Valicò il confine delle montagne, le Fichtel, ed arrivò in quella che doveva ancora diventare la futura
Baviera. Attraversato il ramo Rosso del Meno, incontrò il villaggio di Bayreuth.

Era la notte di Natale del 1046. Drakan entrò nella navata della Chiesa di Pietro dietro il Rex Romanorum
Heinrich di Franconia. Di lì a poco sarebbe diventato l’Imperatore del Sacro Romano Impero.
Lui, invece, avrebbe assunto il titolo di Drakan von Zwernitz, margravio di Bayreuth. Aveva ottenuto in poco
meno di cinque anni tutto quello per cui aveva lasciato la Transilvania: stava per fondare la sua casata. A
tempo debito, sarebbero arrivati anche una consorte e dei discendenti; nel frattempo, avrebbe richiamato a
sé altri vampiri dei Carpazi, suoi compagni di istruzione e vita in Transilvania.
Ancora poche ore, e il suo disegno avrebbe preso forma. Ore di sopportazione malcelata dei riti della Chiesa
di Roma, durante le quali evitò accuratamente qualsiasi contatto con l’ecclesia. Essere smascherato,
marchiato come immondo e bannato dalla Terra direttamente dal Vicario di Cristo non rientrava nei suoi
piani. Per quelle ore, avrebbe recitato il ruolo di uno dei tanti cavalieri di Re Enrico il Nero che si erano
distinti in battaglia e in onore e che ora venivano ricompensati con titoli e terre.
[...]
Aleksandr è un vampiro. E, in quanto vampiro, è immortale.
Lungo gli 800 anni della sua vita dannata, il mezzelfo ha portato tanti nomi — e tanti stili. Ora, nell’alba
degli anni 20 del XIX secolo, Aleksandr si presenta come un uomo alto, probabilmente un metro e novanta,
dal fisico snello, asciutto e scolpito. Dimostra 32, forse 34 anni.
Il viso è sottile, allungato come quello del padre elfo, ma con i lineamenti delicati della madre. Gli occhi
sono grandi, profondi, dello stesso colore del ghiaccio perenne e contornati da ciglia lunghe e nere. La pelle,
ovviamente pallida, ha sfumature grigio e viola che ricalcano elegantemente le forme del vampiro.
Nonostante l’eredità mezzosangue, non porta tratti distintivi dei mezzelfi come barba e capello corto. Al
contrario, i capelli di Aleksandr gli scendono ben oltre le spalle arrivando quasi a metà schiena. I capelli
sono color dell’argento, portati sciolti e tali che ricadano sia davanti, sul petto, che dietro.

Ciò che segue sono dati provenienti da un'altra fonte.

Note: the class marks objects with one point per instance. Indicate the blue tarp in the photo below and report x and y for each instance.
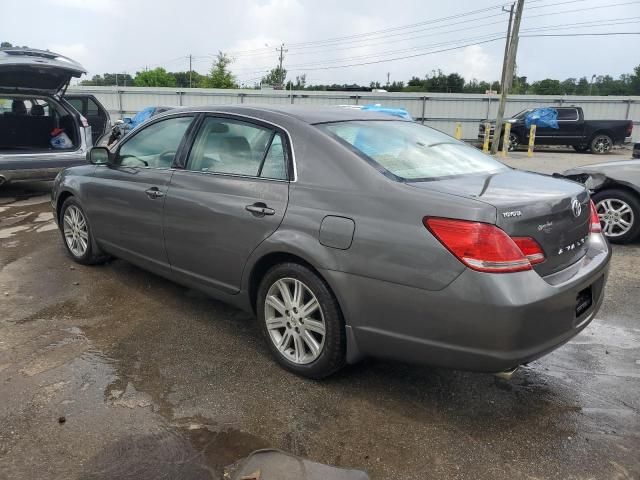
(141, 117)
(542, 117)
(396, 112)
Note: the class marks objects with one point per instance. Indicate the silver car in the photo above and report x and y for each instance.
(347, 233)
(34, 113)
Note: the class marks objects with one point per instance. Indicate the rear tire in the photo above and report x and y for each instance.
(309, 342)
(601, 143)
(619, 213)
(77, 236)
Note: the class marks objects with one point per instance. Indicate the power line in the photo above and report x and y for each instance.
(386, 30)
(580, 34)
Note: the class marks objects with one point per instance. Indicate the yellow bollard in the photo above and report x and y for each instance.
(458, 133)
(532, 140)
(505, 139)
(487, 132)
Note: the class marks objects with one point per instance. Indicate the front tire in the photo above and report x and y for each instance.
(619, 214)
(301, 321)
(76, 234)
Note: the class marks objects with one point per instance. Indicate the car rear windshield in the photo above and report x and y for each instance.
(410, 151)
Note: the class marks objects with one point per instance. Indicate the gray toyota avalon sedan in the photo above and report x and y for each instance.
(347, 233)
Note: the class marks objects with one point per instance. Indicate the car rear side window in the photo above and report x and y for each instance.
(410, 151)
(154, 145)
(567, 114)
(237, 148)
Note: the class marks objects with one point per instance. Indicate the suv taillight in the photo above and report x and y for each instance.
(594, 222)
(485, 247)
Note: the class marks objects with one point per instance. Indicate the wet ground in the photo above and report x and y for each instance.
(112, 372)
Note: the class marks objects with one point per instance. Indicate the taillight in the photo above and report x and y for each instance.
(594, 222)
(484, 247)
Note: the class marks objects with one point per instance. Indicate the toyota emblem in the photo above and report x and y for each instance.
(576, 208)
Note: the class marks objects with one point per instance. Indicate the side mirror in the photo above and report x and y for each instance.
(99, 156)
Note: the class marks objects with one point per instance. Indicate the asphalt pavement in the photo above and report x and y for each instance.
(112, 372)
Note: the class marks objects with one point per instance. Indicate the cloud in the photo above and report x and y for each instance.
(75, 51)
(93, 5)
(475, 62)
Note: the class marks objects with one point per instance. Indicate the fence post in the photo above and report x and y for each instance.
(458, 133)
(487, 132)
(532, 140)
(505, 140)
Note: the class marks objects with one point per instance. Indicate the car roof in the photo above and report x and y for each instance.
(307, 114)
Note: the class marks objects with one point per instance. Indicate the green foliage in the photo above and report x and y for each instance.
(276, 77)
(109, 79)
(220, 75)
(189, 79)
(547, 86)
(158, 77)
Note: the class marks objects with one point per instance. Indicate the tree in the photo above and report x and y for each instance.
(221, 76)
(547, 86)
(301, 81)
(189, 79)
(275, 77)
(569, 86)
(455, 83)
(158, 77)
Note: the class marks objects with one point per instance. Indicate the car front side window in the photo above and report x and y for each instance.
(155, 145)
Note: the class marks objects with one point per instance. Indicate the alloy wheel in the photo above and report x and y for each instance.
(295, 321)
(616, 216)
(601, 144)
(76, 231)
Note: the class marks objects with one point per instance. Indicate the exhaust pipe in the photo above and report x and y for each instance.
(507, 374)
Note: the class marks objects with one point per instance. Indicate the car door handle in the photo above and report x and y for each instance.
(260, 209)
(154, 192)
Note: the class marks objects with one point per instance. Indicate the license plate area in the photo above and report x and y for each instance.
(584, 300)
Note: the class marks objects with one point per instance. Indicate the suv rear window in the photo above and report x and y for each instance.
(410, 151)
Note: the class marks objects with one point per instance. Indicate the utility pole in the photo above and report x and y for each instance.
(282, 51)
(511, 50)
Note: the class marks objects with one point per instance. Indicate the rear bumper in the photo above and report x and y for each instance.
(480, 322)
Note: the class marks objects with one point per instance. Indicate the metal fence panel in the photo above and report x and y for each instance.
(440, 110)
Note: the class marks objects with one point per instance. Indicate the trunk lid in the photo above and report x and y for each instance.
(554, 212)
(25, 70)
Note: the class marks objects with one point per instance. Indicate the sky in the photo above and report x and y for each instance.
(130, 35)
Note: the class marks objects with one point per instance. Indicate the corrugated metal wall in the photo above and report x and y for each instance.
(440, 110)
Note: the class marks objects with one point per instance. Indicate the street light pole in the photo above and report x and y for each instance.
(512, 39)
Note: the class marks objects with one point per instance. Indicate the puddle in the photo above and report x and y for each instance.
(185, 453)
(44, 217)
(13, 202)
(11, 231)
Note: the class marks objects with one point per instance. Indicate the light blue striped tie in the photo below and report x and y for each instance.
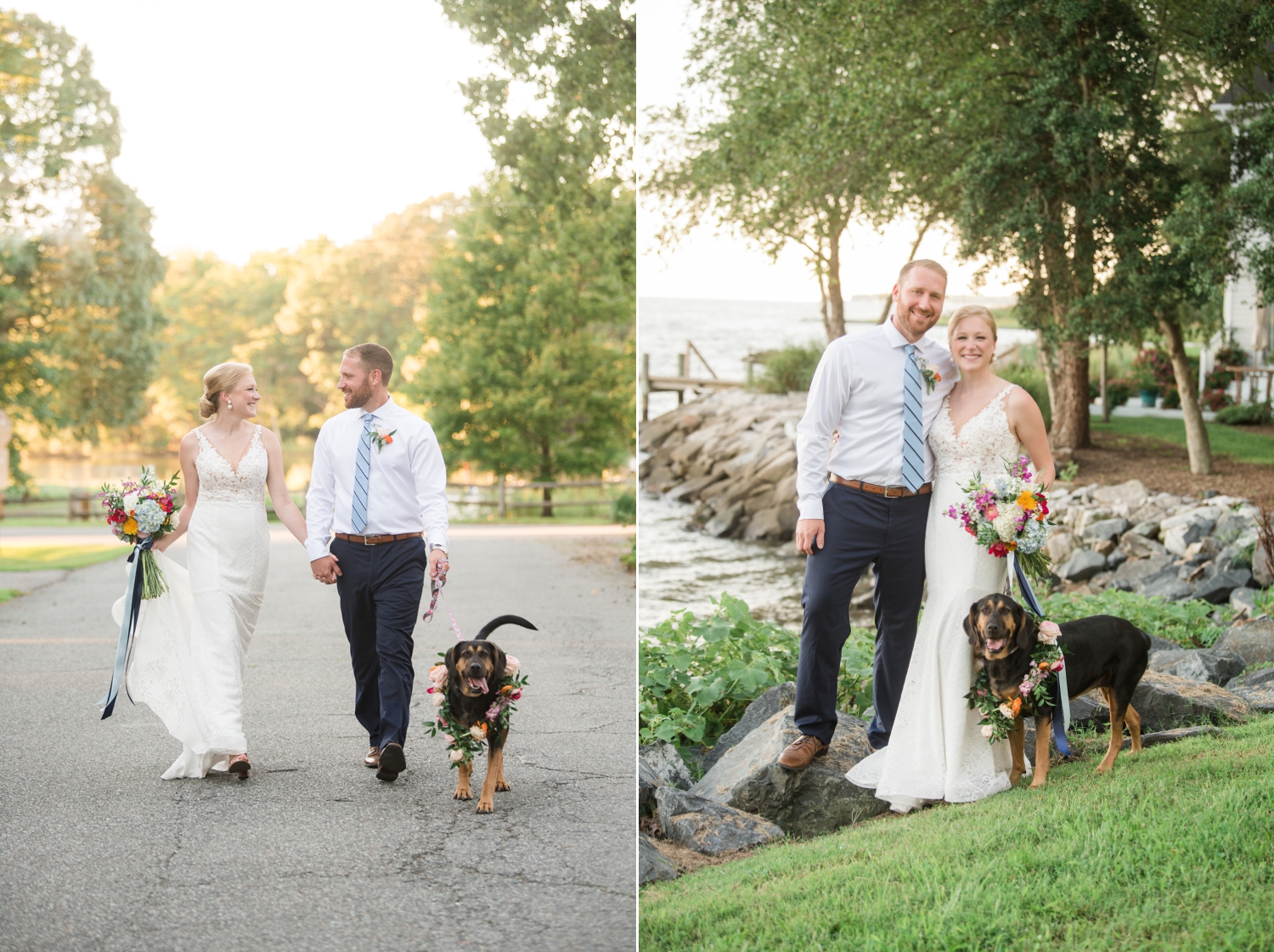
(362, 474)
(912, 428)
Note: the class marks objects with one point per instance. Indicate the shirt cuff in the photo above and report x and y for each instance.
(318, 549)
(810, 508)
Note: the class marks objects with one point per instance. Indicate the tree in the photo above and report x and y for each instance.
(802, 132)
(76, 262)
(527, 362)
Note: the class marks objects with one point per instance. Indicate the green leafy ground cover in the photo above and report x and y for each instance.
(1231, 441)
(697, 676)
(46, 557)
(1172, 850)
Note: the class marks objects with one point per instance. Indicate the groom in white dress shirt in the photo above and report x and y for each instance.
(379, 493)
(864, 500)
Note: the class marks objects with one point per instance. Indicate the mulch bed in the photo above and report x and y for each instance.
(1166, 468)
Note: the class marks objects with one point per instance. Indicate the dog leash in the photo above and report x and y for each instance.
(1060, 725)
(433, 600)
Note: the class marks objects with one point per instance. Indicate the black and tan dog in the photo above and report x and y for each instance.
(1101, 651)
(474, 672)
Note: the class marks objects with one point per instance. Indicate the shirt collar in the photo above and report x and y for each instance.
(381, 412)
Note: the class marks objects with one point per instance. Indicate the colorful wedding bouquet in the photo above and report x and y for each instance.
(464, 745)
(1008, 515)
(140, 513)
(1036, 689)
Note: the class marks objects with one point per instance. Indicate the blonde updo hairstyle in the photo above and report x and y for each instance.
(221, 380)
(971, 311)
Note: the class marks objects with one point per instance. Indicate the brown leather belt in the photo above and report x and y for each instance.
(377, 539)
(889, 493)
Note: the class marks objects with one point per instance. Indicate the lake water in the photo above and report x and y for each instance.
(679, 566)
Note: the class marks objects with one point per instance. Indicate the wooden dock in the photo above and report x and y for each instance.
(682, 382)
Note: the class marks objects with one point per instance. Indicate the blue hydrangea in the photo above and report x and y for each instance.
(1032, 538)
(149, 516)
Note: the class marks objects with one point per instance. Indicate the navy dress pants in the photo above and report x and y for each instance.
(380, 594)
(861, 529)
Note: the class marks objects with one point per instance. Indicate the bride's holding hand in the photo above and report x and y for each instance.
(190, 654)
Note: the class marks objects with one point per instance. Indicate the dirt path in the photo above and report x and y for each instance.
(1166, 468)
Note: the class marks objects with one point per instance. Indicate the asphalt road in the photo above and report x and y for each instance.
(313, 852)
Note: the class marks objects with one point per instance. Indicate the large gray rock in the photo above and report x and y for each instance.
(1139, 546)
(651, 865)
(1198, 664)
(1082, 566)
(1261, 567)
(707, 826)
(1253, 641)
(1182, 531)
(805, 803)
(1169, 588)
(1106, 531)
(1217, 588)
(1124, 499)
(1131, 577)
(757, 713)
(1166, 701)
(1231, 526)
(647, 783)
(668, 765)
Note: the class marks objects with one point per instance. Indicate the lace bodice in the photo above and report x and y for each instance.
(219, 482)
(981, 445)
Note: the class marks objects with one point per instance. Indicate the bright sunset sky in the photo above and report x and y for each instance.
(260, 125)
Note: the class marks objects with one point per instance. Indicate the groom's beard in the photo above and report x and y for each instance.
(358, 397)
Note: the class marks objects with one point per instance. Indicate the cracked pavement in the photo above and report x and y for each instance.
(313, 852)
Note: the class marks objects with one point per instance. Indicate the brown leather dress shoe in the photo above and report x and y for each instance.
(799, 753)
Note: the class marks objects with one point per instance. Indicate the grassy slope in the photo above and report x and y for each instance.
(1231, 441)
(1170, 852)
(45, 557)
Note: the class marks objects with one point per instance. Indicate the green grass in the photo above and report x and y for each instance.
(1172, 850)
(45, 557)
(1230, 441)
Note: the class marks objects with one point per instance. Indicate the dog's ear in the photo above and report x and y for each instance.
(1026, 628)
(497, 668)
(971, 625)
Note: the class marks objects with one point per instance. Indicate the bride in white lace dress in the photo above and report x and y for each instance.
(190, 653)
(937, 751)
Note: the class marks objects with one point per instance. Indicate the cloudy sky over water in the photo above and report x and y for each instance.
(715, 265)
(262, 125)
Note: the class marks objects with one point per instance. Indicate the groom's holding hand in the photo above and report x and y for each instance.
(380, 481)
(881, 390)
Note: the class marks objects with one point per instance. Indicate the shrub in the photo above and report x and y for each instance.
(697, 676)
(1032, 380)
(1246, 414)
(1187, 623)
(790, 369)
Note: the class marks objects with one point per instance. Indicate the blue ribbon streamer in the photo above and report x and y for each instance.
(1060, 691)
(127, 626)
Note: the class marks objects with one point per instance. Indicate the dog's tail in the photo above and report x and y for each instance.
(504, 620)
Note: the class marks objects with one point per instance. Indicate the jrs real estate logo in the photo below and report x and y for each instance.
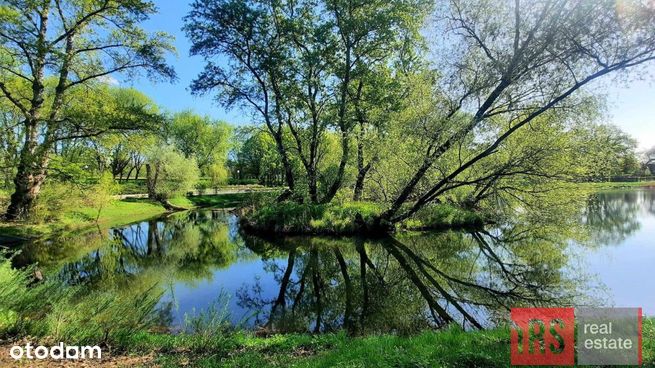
(548, 336)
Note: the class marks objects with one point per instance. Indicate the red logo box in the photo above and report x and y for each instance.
(543, 336)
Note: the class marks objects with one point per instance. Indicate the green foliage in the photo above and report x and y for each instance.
(436, 216)
(305, 218)
(61, 313)
(55, 201)
(101, 194)
(200, 137)
(217, 174)
(171, 173)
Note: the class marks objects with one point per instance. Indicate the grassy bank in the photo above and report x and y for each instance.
(116, 213)
(450, 347)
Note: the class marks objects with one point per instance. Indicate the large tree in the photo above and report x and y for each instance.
(72, 44)
(297, 65)
(512, 62)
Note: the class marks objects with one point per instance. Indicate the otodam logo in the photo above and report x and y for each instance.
(548, 336)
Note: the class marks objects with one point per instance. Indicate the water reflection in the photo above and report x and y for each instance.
(403, 283)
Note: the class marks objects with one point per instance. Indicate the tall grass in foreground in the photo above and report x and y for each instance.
(53, 311)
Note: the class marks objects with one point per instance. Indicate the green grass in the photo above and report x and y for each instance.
(215, 201)
(450, 347)
(117, 213)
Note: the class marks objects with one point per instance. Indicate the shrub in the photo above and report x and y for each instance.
(55, 200)
(304, 218)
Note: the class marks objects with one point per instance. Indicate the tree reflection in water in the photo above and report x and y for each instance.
(404, 283)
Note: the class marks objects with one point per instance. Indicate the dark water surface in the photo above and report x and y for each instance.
(200, 261)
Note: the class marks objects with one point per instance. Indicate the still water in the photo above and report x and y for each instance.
(200, 260)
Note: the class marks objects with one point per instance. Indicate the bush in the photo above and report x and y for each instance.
(55, 200)
(297, 218)
(234, 181)
(55, 311)
(442, 215)
(174, 173)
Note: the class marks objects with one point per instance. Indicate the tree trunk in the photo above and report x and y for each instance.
(27, 186)
(151, 181)
(362, 169)
(30, 174)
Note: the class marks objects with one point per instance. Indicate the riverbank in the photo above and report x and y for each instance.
(450, 347)
(116, 213)
(349, 218)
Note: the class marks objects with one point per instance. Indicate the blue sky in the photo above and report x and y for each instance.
(631, 106)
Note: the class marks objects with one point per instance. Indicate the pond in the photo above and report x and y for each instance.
(200, 261)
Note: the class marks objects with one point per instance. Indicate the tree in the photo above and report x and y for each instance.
(169, 174)
(514, 62)
(200, 137)
(50, 50)
(100, 195)
(605, 151)
(294, 64)
(217, 175)
(256, 157)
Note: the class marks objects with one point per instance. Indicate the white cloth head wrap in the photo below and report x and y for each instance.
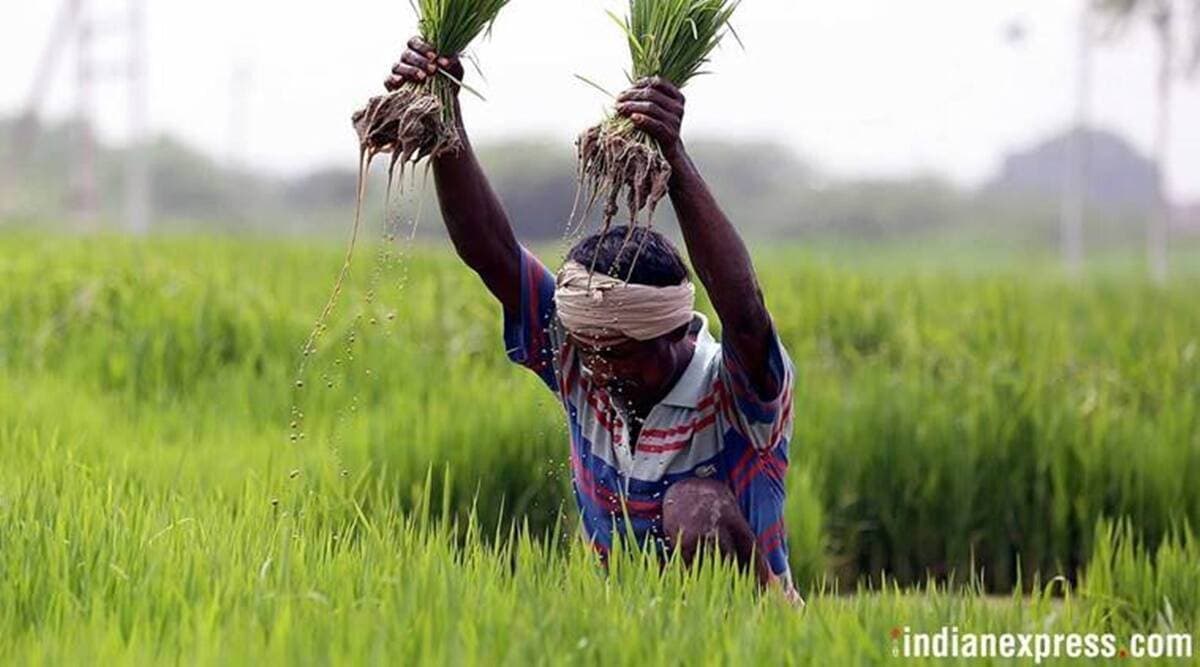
(604, 310)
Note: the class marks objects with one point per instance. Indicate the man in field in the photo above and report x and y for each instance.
(675, 436)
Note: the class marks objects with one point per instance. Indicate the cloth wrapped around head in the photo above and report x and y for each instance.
(604, 310)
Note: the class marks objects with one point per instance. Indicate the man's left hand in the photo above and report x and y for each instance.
(655, 106)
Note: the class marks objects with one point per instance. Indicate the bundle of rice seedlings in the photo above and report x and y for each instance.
(667, 38)
(418, 120)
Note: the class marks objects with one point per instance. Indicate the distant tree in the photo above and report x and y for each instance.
(1164, 17)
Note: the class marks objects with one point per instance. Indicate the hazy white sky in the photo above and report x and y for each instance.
(857, 86)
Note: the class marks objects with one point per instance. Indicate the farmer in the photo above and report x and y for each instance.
(679, 434)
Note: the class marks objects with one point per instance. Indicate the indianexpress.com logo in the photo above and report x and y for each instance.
(948, 642)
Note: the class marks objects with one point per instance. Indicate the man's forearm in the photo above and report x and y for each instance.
(724, 266)
(477, 221)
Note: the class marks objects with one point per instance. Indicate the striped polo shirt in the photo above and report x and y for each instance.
(712, 424)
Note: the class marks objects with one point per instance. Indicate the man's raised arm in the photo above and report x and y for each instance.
(717, 251)
(473, 214)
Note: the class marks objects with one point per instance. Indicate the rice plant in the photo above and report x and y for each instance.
(418, 120)
(153, 508)
(667, 38)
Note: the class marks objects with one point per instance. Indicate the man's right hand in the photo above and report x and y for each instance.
(419, 62)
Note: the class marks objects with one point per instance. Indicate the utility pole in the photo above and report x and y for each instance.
(77, 26)
(84, 185)
(1073, 205)
(137, 164)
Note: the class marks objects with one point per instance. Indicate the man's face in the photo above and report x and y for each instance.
(633, 372)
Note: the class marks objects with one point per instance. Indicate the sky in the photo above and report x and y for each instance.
(858, 88)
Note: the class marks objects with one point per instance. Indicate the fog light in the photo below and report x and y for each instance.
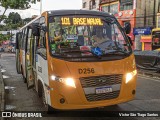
(62, 100)
(130, 75)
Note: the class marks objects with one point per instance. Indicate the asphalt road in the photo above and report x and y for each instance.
(18, 98)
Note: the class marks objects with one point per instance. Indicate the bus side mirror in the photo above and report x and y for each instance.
(35, 30)
(130, 41)
(127, 27)
(44, 28)
(17, 40)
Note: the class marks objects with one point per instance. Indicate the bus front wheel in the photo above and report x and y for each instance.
(41, 94)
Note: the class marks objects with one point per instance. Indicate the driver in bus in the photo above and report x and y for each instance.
(100, 37)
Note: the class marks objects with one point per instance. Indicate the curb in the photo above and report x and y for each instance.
(2, 93)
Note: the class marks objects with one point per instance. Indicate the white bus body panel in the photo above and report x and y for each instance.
(42, 75)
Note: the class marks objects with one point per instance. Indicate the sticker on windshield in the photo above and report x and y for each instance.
(72, 37)
(81, 21)
(86, 48)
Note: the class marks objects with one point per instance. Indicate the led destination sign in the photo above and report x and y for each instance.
(81, 21)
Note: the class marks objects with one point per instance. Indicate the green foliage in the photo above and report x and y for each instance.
(15, 4)
(4, 37)
(13, 21)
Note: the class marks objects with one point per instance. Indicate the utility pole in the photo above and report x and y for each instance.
(40, 7)
(154, 13)
(145, 14)
(109, 7)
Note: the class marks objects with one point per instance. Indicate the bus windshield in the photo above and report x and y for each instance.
(156, 37)
(86, 36)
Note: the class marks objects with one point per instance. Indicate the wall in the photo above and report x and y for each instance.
(96, 7)
(148, 6)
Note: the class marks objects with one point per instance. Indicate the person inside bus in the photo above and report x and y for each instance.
(99, 37)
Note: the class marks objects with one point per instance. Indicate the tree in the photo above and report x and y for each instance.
(15, 4)
(4, 37)
(13, 21)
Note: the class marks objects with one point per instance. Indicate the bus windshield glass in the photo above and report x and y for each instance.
(86, 36)
(156, 37)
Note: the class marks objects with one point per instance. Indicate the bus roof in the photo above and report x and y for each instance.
(155, 29)
(72, 12)
(32, 21)
(79, 12)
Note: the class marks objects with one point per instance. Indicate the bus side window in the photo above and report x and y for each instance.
(24, 39)
(42, 42)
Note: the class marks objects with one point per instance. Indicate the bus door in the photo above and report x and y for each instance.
(29, 59)
(18, 41)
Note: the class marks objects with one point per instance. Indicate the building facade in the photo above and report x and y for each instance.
(90, 4)
(140, 13)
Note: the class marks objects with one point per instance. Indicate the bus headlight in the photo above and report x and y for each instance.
(130, 75)
(67, 81)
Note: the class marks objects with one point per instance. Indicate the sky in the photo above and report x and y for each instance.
(46, 5)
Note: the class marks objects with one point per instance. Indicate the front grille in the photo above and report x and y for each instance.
(90, 84)
(103, 96)
(96, 81)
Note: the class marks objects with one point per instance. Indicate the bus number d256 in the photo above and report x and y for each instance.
(86, 71)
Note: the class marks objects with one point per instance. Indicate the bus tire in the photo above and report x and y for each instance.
(41, 94)
(24, 79)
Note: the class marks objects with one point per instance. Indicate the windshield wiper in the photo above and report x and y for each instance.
(117, 51)
(83, 51)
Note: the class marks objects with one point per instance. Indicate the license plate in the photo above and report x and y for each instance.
(103, 90)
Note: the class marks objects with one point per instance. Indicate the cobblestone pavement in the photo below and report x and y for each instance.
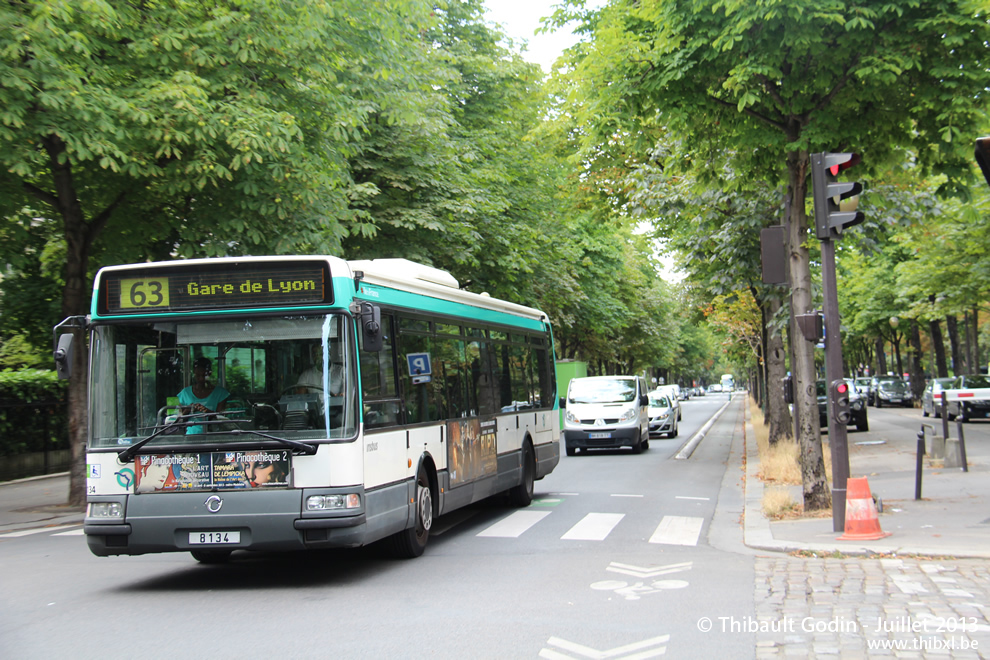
(867, 607)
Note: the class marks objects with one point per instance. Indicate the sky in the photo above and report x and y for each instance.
(521, 18)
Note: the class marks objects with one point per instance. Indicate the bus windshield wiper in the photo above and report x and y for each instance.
(128, 454)
(303, 447)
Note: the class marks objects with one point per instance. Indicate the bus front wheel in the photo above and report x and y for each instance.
(410, 543)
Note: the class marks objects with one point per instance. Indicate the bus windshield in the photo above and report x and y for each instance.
(196, 382)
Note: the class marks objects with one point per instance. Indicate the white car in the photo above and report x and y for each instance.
(663, 415)
(606, 411)
(672, 391)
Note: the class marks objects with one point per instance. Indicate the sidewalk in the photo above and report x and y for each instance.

Aleksandr cura moltissimo la sua persona. Negli ultimi anni ha poi trovato utile, se non necessario, apparire
il più umano possibile. Eventuali escoriazioni, graffi e logorii della pelle vengono curati immediatamente
dal suo fattore rigenerante. Inoltre, il vampiro è sempre impeccabilmente pulito: mani curate e bocca
sempre tersa, i canini che non vengono mai estratti in pubblico.
Il vestiario del marchese è vario ed elegante, come si confà ad un nobile del suo rango. Ultimamente, è
avvezzo ad una particolare mise: pantalone di tessuto morbido e leggero, tenuto in cintura da una fascia alta
mezza spanna; camicie nere, borgogna o avorio col polsino riverso e appuntito. Infine, frac di colore scuro
(nero, ma non solo) con corsetto a doppio petto e coda al ginocchio.